Motivation: In the real world, "aa" and "bb" and "cc" are somewhat longer names, and there's more stuff before and after the "aa" and "cc", and it'd be nice to not need to duplicate that stuff.

Please note: In my case, this won't work: .aa .cc because that'd match too many .ccs elsewhere on the page. The .ccs need to be either immediately below the .aa, or below .aa > .bb.

Musketry answered 23/11, 2012 at 6:2 Comment(6)

If .aa .cc is too general because you don't want to match .cc elements that are more distant descendants of .aa elements, then I think the .aa > .bb > .cc, .aa > .cc selector you already mentioned is best. – Mania 23/11, 2012 at 6:16

In standard CSS there is no other way. – Depositary 23/11, 2012 at 6:53

Are .bb and .cc the only two possible children of .aa? – Depositary 23/11, 2012 at 17:26

@Depositary No, .aa has other children too. (What did you have in mind, if the answer had been yes?) – Musketry 23/11, 2012 at 22:59

I would have suggested .aa > .cc, .aa > * > .cc. Doesn't do much, but it would allow you to skip typing .bb... – Depositary 24/11, 2012 at 2:11

Any updates? I've got the same question – Humboldt 20/2, 2021 at 4:53

For Stylus and Sass you could do this (live example for Sass):

.aa
  > .bb, &
    > .cc
      width: 10px

I couldn't find a way to do so in a one-liner for Sass, but for Less/Stylus/Scss you could do also this (live examples for Scss, for Less) :

.aa { > .bb, & { > .cc {
  width: 10px
}}}

This is not that pretty also, but still better than nothing :)

Wolenik answered 27/11, 2012 at 15:3 Comment(1)

I almost thought it was not possible! Thanks :-) – Musketry 28/11, 2012 at 4:52

Wouldn't .aa > .cc, .aa > .bb > .cc {} work? Or did I misunderstand your question?
This selects only the .cc that are direct .aa children and the .cc that are .bb children (children of .aa) as well.

Efferent answered 23/11, 2012 at 6:11 Comment(1)

Yes it'd work, but I was wondering if there's a shorter alternative. – Musketry 23/11, 2012 at 6:13

if you want use your option, by the way is very interesting, you can use a form most correct:

>.aa (>.bb)? >.cc { ... }

but the form correct would:

.aa .cc { ... }

into stylus:

.aa   
  .cc

thats all.

Bullock answered 27/6, 2013 at 15:55 Comment(1)

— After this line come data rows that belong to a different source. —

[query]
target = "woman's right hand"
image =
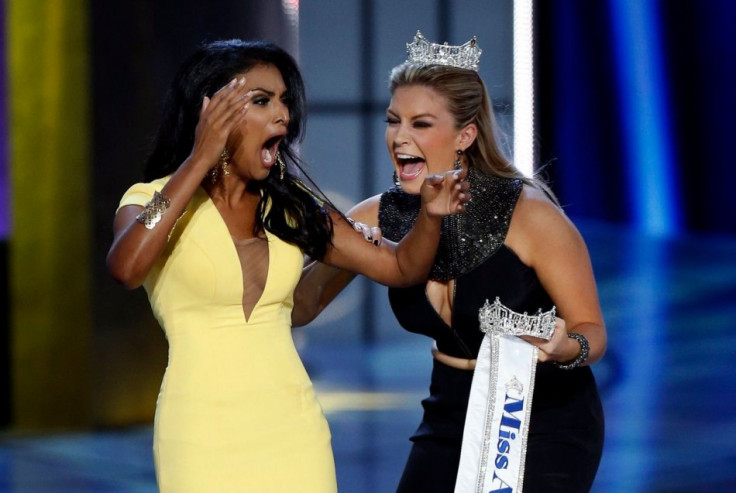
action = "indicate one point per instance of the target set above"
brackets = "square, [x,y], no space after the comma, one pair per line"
[445,193]
[218,116]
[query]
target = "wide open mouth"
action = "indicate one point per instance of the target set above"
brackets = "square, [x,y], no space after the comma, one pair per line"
[410,166]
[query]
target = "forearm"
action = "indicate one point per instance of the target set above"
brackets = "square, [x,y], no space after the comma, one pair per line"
[318,286]
[596,336]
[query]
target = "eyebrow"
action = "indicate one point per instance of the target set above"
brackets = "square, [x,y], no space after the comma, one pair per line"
[269,93]
[422,115]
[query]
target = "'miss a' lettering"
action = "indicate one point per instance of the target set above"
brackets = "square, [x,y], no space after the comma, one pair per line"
[508,430]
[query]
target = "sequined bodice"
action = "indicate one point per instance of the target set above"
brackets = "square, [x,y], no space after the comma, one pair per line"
[473,253]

Thanks for your answer, and I don't really understand it. I don't realize what you mean with "you can use a form most correct" Are you saying that .aa (>.bb)? >.cc { ... } is valid CSS? (I don't think it is) – Musketry 28/6, 2013 at 3:12

I used :has() solution, for giving selector reinforcement when available

//adds .specific-ancestor-class as more specific selector, when available as ancestor, otherwise select inner with less specificity
*:has(.specific-ancestor-class, *){
    .inner {
        //style...
    }
}

Vosges answered 2/12, 2020 at 10:49 Comment(0)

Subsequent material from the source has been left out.